Last weekend was my birthday.
Let’s just say we ate well.
We all trucked up to The County for a celebration.
Since I’m hitting one of these ‘9’ numbers, I’ve found common responses are to either taunt or take 10 years off the total. Either is fine, I like a bit of teasing. Truth be told, I’m happy to be here and good with my age. 39 is a great place for me to be. When it comes to birthdays, Onward! is the best policy. Because the alternatives are what? Reverse? Riight. Stopping? Nah, I like this.
On March 23rd the answers to most questions were answered with:
Well, it is my birthday.
I was treated to all manner of things wonderful, including kisses, hugs, cuddles, cards, gifts and myriad candies. Yum. I love you too, family. Thanks for knowing me so well. Birthday dinner out at the swanky digs with a handsome date was the highlight.
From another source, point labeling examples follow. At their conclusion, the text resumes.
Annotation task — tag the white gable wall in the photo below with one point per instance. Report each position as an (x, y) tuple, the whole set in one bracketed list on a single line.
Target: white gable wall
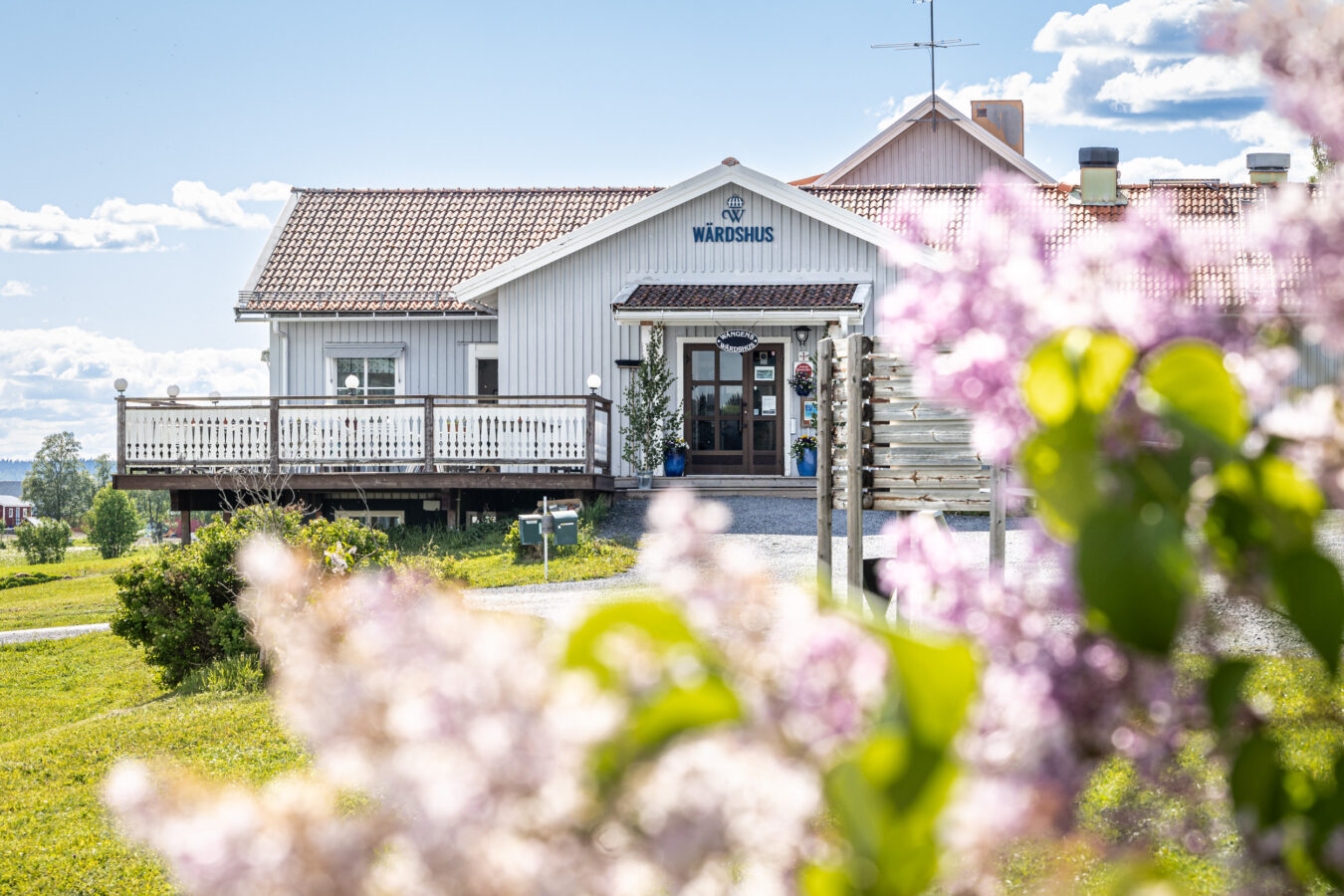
[(921, 156), (434, 361), (556, 324)]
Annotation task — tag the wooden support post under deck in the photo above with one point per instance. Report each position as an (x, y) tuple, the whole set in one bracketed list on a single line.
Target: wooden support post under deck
[(590, 435), (121, 434), (998, 515), (853, 466), (275, 435), (825, 437), (429, 434)]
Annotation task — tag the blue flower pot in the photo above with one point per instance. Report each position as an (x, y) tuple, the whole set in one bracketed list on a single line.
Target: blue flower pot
[(675, 462), (808, 465)]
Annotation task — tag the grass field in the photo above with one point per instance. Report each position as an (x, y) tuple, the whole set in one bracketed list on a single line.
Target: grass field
[(73, 707), (89, 595)]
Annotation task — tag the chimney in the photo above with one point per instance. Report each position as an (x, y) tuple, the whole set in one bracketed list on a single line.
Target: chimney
[(1005, 118), (1099, 176), (1267, 166)]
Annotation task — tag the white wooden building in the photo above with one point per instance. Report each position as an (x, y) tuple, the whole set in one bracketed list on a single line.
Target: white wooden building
[(429, 348)]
We spent it, well, spending all sorts of money on our home. Imaginary cash, of course, ’cause that’s what I’ve got the most of these days. But in the middle of my day I snuck out on my lonesome, hitting my favorite digs and scored some $3.00 Buddy Holly frames. Word. I wore them all the way home, rocking out to Def Leppard, Prince, Michael Jackson and Cyndi Lauper. A bit of a retro-remix was on the French Canadian oldies station.
I want to need these glasses.
39 seems old enough to have readers, doesn’t it? Did I tell you about the time I faked my way through an eye exam to try to get glasses in the 5th grade?
Of course, I made everyone else wear them for at least long enough to document.
Just because I could. Here’s proof.
Happy birthday to me, happy birthday to me! We look like Buddy Holly and we act like we’re three.